The worst downside though is the oven’s complete contravention of the international table governing appropriate cooking temperatures and recommended cooking times for various dishes. When it comes to baking I need to do a conversion of my own, not from imperial to metric but from metric to volcanic! Divide cooking time in half and adjust temperature down by 100 degrees, and even then stand by the oven in the last third of the cooking time peering through the grease laden glass to observe the colour of the dish before it goes from golden brown to black in a matter of seconds whenever it feels like it. I have literally cooked a quiche without physically turning the oven on!
Some of our poor friends who to their credit are always polite have had to endure the most beautiful homemade cheese and pesto bread, but soft fluffy insides only because the cremated crust was inedible, garlic toast which once again has to be eaten inside out, muffins that look like spewing volcanos because the outside crust cooks first and the molten inner pours out of the conical fissure to harden as a strange protruding. Just weird believe me. This week it was corn muffins or johnny cakes, a packet mix I spied in a shop full of USA produce and reminded me of my time in the States on student exchange. I made up the very simple recipe, loaded the muffin tray into the oven, set the timer and walked away (and now you see my folly) for just a minute to have to race back when I smelt the black smoke billowing out of the cracks in the oven door.
The only dish I seem to not have any worries with is the potato bake (old fashioned I know but goes well with a big juicy steak on the BBQ), which because it is covered in foil and quite liquid for most of the cooking time, can withstand the torturous temperatures and doesn’t blacken as other things would. Every other dish is either a labour I don’t have time for or brings a disastrous result.

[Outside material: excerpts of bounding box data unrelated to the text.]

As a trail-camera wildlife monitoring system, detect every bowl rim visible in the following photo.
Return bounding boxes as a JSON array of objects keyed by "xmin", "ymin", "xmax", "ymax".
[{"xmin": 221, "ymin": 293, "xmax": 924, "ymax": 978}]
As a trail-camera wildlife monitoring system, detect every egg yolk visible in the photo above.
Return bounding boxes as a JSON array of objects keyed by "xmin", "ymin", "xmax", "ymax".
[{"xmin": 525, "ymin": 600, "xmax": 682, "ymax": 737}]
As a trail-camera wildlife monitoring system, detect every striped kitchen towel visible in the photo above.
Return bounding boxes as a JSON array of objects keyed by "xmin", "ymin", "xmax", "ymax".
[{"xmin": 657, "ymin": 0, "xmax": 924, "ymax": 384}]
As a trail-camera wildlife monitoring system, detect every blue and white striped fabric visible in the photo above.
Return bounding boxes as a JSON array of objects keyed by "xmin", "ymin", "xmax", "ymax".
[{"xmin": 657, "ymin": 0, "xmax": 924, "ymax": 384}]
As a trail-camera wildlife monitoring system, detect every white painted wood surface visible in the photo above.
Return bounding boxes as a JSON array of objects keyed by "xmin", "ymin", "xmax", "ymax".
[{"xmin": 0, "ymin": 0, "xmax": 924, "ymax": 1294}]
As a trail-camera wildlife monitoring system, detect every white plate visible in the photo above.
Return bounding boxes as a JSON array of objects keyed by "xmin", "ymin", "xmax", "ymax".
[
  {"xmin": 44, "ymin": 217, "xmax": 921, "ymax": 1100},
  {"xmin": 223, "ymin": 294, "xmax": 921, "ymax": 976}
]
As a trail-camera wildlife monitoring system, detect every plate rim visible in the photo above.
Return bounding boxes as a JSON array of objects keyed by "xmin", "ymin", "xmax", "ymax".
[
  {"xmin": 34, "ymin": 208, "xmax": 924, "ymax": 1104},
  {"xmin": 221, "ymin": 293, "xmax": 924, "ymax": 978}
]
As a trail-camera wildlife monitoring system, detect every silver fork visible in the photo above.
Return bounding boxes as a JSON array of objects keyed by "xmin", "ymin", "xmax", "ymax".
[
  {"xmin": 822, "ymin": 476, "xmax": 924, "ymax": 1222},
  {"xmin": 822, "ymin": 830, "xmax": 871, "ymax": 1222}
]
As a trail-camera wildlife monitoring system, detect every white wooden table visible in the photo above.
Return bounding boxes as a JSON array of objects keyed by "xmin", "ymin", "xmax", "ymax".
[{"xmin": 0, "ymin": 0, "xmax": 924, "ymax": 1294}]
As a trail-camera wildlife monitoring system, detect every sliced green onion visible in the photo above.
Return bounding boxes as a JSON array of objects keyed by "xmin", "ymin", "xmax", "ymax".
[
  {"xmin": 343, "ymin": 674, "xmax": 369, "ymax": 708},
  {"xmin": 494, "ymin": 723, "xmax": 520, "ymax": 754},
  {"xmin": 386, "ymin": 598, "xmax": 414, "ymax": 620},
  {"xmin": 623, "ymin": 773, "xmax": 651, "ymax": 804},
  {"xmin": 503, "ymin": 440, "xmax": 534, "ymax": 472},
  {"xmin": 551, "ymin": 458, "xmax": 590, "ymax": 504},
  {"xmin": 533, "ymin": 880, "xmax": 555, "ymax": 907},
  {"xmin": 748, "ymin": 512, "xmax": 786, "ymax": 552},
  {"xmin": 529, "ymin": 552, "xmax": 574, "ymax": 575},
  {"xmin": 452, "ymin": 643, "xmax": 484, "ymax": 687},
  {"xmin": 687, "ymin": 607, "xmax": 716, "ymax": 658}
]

Now I am aware that we have many priorities in this house all of which require time and money. Of course we need to have chains sharpened at $30 a pop, new chains for $45 (almost two a month), petrol for the mower, engines serviced, mowers replaced, pool water tested and litres of acid and kilos of salt bought every week, bigger better chainsaws, compressors that are newer than the one we bought two years ago… but look, if I am to cook spectacular dinners every weekend I must be given the right tools to work with, any tradesman worth his salt would have to agree.
So now, we are on the hunt for a new oven as it has finally taken on the priority it deserves and I swear when the installation of the new oven and the exorcism of the old one is complete, I am going to give it a bit of its own medicine and throw it into our weekend bon fire and incinerate the volcanic beast good and proper!